Lacking Up-to-Date Information

Dear Editor:

While the article by Dr. Douglas Briggs ["Quick SI Assessment: 8 Tests," January 2019 issue] offers a quick overview of eight SI assessments, it fails to give the reader any clinical utility. There is no mention of how the exams support a diagnosis showing a pathoanatomical SI joint. Yet there are authors who have not only investigated the validity and reliability of these tests, but also reviewed the available literature and provided clinical diagnostic rules for their use.

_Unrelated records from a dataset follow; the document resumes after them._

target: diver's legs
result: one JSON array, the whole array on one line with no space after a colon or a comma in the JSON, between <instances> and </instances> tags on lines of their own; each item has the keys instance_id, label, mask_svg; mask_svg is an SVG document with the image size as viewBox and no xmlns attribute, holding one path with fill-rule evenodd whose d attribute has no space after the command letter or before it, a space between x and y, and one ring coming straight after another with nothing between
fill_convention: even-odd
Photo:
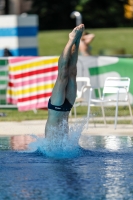
<instances>
[{"instance_id":1,"label":"diver's legs","mask_svg":"<svg viewBox=\"0 0 133 200\"><path fill-rule=\"evenodd\" d=\"M77 75L78 49L79 49L80 38L84 31L84 25L80 26L80 31L81 31L80 37L76 40L75 44L72 46L71 56L69 59L69 78L66 87L66 98L72 105L75 102L77 93L76 75Z\"/></svg>"},{"instance_id":2,"label":"diver's legs","mask_svg":"<svg viewBox=\"0 0 133 200\"><path fill-rule=\"evenodd\" d=\"M76 69L78 45L79 45L78 44L79 42L77 41L79 41L81 38L83 27L84 25L81 24L77 26L76 28L74 28L73 31L69 34L68 43L66 44L64 51L62 52L59 58L58 77L57 77L55 86L53 88L52 96L51 96L51 103L53 105L57 105L57 106L62 105L66 98L66 93L67 93L67 96L69 95L69 92L67 92L69 91L69 88L70 87L75 88L74 80L76 78L76 73L74 71ZM75 78L73 78L73 74ZM71 99L71 97L69 97L69 99ZM74 98L72 97L72 100L70 101L70 103L73 101L74 101Z\"/></svg>"}]
</instances>

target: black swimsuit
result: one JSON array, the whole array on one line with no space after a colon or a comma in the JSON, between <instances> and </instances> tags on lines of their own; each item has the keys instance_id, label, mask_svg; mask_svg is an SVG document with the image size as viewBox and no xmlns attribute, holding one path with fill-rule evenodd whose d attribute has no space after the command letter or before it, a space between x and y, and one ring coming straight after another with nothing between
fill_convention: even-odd
<instances>
[{"instance_id":1,"label":"black swimsuit","mask_svg":"<svg viewBox=\"0 0 133 200\"><path fill-rule=\"evenodd\" d=\"M69 103L67 99L65 99L64 103L61 106L55 106L51 104L51 99L49 99L48 109L67 112L72 109L72 105Z\"/></svg>"}]
</instances>

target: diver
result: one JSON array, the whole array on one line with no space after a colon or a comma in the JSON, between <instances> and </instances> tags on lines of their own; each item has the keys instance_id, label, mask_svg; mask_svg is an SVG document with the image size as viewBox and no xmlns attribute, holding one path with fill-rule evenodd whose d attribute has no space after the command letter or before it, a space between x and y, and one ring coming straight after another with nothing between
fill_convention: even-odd
<instances>
[{"instance_id":1,"label":"diver","mask_svg":"<svg viewBox=\"0 0 133 200\"><path fill-rule=\"evenodd\" d=\"M48 102L48 119L45 127L46 138L50 138L53 132L57 134L61 126L64 126L64 133L62 134L68 134L68 117L77 93L76 65L83 31L84 24L80 24L69 33L69 40L58 60L58 77ZM53 129L54 131L52 132Z\"/></svg>"}]
</instances>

One of the earlier studies from 2003 integrated McKenzie evaluation to look at the validity of diagnosing painful SI joints. This study gave manual therapists the "Laslett rule." Since then, Laslett has reinforced findings, which have also been supported by other authors (Kokmeyer and van der Wurff, for example).

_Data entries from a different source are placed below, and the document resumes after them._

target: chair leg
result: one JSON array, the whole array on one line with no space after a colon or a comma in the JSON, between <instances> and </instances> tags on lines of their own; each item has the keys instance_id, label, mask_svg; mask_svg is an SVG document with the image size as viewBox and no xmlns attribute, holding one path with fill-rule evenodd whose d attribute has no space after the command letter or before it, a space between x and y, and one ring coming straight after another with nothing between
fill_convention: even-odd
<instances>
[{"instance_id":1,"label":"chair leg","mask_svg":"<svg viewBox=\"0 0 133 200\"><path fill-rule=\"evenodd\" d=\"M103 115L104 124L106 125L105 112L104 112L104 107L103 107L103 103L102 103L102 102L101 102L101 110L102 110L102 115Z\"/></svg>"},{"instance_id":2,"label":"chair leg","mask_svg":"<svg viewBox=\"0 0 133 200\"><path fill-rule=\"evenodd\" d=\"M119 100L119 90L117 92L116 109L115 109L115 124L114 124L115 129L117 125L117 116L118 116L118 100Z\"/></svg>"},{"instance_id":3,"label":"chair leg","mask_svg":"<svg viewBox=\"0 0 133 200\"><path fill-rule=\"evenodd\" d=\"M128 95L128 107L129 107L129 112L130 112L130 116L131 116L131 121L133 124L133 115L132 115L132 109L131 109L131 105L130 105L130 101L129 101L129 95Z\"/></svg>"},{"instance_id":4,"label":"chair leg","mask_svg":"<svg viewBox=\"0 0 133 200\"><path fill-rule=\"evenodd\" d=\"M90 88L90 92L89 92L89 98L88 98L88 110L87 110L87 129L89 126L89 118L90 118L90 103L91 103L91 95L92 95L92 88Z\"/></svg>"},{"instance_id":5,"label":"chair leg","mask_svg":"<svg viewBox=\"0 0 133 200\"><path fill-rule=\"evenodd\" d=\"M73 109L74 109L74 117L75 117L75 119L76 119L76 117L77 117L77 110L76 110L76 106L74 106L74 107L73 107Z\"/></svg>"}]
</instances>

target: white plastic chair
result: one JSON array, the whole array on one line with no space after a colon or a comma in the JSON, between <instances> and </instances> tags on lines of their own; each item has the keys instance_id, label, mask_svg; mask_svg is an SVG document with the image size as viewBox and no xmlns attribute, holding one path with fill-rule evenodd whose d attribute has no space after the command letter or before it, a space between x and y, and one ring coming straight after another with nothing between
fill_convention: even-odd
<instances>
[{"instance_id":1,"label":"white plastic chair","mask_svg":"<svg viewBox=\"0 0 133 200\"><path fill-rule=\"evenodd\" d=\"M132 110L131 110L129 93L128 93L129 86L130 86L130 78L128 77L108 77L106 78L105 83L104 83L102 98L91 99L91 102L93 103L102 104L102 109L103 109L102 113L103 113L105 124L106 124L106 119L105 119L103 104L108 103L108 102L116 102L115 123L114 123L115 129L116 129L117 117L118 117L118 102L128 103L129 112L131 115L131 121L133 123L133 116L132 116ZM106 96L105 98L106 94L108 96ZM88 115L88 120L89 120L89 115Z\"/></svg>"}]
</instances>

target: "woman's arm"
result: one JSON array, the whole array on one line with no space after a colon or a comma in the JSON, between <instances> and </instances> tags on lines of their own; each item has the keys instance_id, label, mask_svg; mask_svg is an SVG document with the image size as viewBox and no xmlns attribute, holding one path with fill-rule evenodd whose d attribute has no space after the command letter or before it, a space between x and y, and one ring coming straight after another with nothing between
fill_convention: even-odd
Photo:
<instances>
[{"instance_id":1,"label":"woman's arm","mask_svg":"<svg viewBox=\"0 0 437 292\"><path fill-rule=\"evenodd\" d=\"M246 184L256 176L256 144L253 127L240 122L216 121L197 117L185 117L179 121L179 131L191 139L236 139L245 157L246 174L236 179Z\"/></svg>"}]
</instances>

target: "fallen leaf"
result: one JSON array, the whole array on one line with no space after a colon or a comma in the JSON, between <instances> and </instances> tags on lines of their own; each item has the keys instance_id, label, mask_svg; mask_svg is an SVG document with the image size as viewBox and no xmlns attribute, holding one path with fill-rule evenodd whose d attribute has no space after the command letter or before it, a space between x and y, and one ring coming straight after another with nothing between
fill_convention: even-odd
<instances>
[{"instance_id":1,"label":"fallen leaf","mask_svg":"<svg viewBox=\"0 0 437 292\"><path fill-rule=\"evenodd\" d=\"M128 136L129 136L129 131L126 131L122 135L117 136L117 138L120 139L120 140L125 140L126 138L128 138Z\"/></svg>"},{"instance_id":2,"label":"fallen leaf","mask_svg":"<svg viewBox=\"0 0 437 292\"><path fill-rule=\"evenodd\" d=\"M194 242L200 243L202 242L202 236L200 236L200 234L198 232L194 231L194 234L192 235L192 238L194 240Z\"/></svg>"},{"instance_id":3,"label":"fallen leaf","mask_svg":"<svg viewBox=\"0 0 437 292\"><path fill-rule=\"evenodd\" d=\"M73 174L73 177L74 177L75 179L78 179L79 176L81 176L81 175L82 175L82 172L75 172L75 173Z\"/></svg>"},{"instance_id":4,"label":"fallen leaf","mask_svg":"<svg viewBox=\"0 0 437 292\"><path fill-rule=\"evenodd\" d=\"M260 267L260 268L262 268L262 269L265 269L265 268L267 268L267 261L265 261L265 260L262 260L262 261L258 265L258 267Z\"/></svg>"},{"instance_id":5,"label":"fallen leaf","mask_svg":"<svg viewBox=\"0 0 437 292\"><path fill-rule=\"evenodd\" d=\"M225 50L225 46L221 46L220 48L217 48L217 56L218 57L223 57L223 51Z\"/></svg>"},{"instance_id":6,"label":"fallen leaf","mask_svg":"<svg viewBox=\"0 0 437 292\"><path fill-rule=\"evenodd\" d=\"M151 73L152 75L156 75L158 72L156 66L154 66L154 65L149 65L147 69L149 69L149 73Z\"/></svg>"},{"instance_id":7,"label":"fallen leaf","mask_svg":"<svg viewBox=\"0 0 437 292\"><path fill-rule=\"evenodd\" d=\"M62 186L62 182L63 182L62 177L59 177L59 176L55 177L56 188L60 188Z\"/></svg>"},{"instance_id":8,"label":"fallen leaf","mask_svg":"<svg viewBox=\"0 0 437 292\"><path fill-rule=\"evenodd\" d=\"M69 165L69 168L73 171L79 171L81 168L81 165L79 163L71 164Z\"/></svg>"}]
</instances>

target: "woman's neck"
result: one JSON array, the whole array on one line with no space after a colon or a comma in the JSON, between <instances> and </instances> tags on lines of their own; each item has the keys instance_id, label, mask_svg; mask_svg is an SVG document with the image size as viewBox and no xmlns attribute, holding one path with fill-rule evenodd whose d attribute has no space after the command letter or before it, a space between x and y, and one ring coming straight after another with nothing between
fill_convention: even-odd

More recently, a 2017 review by Peterson, et al., supported a clinical diagnostic rule for the sacroiliac joint. They recommend "the Laslett rule comprising at least 3 positive out of 5 of the following findings from physical examination: distraction, compression, thigh thrust, Gaenslen's test, or sacral thrust."

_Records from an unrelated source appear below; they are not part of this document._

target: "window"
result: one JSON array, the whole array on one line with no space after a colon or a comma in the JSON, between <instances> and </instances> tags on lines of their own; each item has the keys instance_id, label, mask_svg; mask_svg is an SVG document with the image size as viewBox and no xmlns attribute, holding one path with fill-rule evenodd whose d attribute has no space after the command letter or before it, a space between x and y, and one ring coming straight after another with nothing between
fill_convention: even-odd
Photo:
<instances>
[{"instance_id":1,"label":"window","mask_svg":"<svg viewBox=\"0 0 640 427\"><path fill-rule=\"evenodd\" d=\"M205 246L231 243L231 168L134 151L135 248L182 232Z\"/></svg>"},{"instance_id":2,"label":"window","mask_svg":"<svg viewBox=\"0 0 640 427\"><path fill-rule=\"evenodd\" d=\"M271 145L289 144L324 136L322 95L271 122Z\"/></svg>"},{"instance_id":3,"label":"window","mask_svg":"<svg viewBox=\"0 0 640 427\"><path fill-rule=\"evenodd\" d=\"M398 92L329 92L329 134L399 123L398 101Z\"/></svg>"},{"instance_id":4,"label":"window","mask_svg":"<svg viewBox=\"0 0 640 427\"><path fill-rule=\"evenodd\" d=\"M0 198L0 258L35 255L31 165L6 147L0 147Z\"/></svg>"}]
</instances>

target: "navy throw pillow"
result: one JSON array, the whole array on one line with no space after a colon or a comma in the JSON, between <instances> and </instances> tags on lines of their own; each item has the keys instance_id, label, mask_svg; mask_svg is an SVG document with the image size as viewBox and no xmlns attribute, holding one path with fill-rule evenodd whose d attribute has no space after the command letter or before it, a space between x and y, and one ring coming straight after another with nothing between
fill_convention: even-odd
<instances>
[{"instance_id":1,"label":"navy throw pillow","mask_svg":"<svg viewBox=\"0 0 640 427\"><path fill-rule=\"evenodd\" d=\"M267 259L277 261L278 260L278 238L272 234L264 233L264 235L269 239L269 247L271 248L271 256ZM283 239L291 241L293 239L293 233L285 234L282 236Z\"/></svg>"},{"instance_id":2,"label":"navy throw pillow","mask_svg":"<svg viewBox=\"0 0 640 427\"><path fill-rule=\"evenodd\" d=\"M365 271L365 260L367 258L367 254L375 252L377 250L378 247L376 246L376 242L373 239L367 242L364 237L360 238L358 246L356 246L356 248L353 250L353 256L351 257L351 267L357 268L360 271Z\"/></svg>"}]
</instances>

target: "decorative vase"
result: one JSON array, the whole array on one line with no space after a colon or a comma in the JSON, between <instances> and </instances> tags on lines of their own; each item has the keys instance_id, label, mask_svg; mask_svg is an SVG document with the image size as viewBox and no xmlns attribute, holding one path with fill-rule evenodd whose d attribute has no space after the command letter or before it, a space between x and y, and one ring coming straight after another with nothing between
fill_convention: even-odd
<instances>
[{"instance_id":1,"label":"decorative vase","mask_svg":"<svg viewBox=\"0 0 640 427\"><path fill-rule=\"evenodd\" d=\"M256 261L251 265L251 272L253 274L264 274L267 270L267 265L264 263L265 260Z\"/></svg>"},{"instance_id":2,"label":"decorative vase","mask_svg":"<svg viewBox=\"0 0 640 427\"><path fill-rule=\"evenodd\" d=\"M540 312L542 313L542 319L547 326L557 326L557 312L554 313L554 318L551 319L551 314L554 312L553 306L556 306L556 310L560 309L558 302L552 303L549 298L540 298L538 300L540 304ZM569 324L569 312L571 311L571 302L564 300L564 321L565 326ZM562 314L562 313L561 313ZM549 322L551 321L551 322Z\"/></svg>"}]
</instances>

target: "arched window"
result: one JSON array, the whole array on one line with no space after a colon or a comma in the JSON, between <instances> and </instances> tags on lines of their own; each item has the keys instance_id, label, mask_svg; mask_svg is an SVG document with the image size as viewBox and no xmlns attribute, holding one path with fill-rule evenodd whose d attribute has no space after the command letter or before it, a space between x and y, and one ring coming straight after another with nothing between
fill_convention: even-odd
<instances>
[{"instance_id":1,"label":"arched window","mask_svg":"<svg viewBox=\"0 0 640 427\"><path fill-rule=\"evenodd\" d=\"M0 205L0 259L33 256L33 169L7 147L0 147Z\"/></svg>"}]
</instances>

The eight tests offered, while suitable from a review standpoint, fail to uphold the most up-to-date information regarding SI joint involvement in pelvic and low back pain. Doctors performing assessments supported by the best available evidence should be conducting the Laslett protocol, and save their valuable office time by performing five instead of eight tests.

Mathew DiMond, DC, DACRB
Assistant Professor, University of Bridgeport
Bridgeport, Conn.

Resources

  • Laslett M, Young S, Aprill C, McDonald B. Diagnosing painful sacroiliac joints. A validity study of a McKenzie evaluation and sacroiliac provocation tests. Aust J Physiother, 2003;49:89-97.
  • Laslett M. Evidence-based diagnosis and treatment of the painful sacroiliac joint. JMPT, 2008;16(3):142-52.
  • van der Wurff PV, Buijs EJ, Groen GJ. A multitest regimen of pain provocation tests as an aid to reduce unnecessary minimally invasive sacroiliac joint procedures. Arch Phys Med Rehab, 2006;87(1):10-14.
  • Kokmeyer DJ, Wurff PV, Aufdemkampe G, et al. The reliability of multitest regimens with sacroiliac pain provocation tests. JMPT, 2002;25(1):42-48.
  • Petersen T, Laslett M, Juhl C. Clinical classification in low back pain: best-evidence diagnostic rules based on systematic reviews. BMC Musculoskel Disord, 2017;18(1):188.